Using the name “Vic Challenger,” she works as a travel writer (and adventurer) while looking for her soul mate from 100,000 years ago whom she thinks is also reincarnated. But in her travels, she gets into various dangers, and experience in her past life as a cave girl warrior helps her out.
The character actually comes from Edgar Rice Burroughs‘ The Eternal Lover (later renamed The Eternal Savage). As the Burroughs novel is in the public domain, I am sure calling the character “Vic Challenger” makes it easier to copyright this different take on the character.
I finally got the third and fourth novels, so I am reviewing them here. As in all the other novels, Vic and her friends always come up against bad guys and dangerous cryptids.
Number 3 is Never Give Up is another two-part novel. First part is set in the American southwest where Vic and friend Lin get embroiled with problems. Vic had read an article of the discovery of a large cave in the Grand Canyon that had mysterious artifacts. The article is real, whether what its claim is real is another thing. Vic and Lin do find it and some of the mysteries connected to it, including a secret government installation, and deal with slavers taking Navajo children. Once those are resolved they take an ocean cruise to England, and then head to Scotland for their next adventure. Here they camp out at a real castle near Loch Ness. They soon learn of stories of highland cannibals (again, real stories of a clan of these) as well as the Loch Ness “beasties.” You’ll have to see how this all works out.
Sadly for Vic, on her return she learns that her mother has passed away.
Number 4 is Terror Incognita and another two-part novel. The first part of the story is set in Vic and Lin’s hometown in Nebraska, where an old friend has gotten herself into a serious bind, and Vic steps in, literally, to get her out of it. Then Vic and Lin head off to explore the Amazon. What starts off as what should be a fairly simple trip soon becomes more complicated. Vic meets a strange woman who is from a lost tribe in the Amazon who still speaks the prehistoric language of the cavemen, which Vic speaks thanks to her being a reincarnation of one! From the woman, she learns of this lost land that is the inspiration for Arthur Conan Doyle‘s Lost World, and they hope to mount an expedition to it. Before they do, Vic meets the last tribe of New World apes who also speak the same prehistoric language.

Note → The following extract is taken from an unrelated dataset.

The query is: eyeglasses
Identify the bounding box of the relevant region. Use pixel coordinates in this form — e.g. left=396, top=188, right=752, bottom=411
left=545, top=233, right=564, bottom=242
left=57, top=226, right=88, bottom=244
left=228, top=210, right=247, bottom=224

But Vic and Lin engage the assistance of two men to help them, one who bares watching. The pair find the Lost World plateau, and discover it’s under the control of a near-immortal shaman that Nat-Ul had to deal with. This shaman is tied to the story of Atlantis, and has two cryptid species helping him, one a dinosaur species, the other a strange biped race. These he has used to control the cavemen who live on plateau for the last several hundred years and hopes to use to conquer the world! But Vic and Lin helps put an end to him, and barely get out of there with their lives, what with the danger of these two species and one of the men who assisted them to get up river.
I’ve enjoyed this series and recommend it to others, especially if you’re looking for a pulp heroine. A seventh novel is being worked on, but I have no idea when it will appear. The author has also updated all the covers of the works, moving from a cartoonish style to a more photographic style that I think looks more professional. Check out this series, but I recommend starting with the first one, as they do build on each other.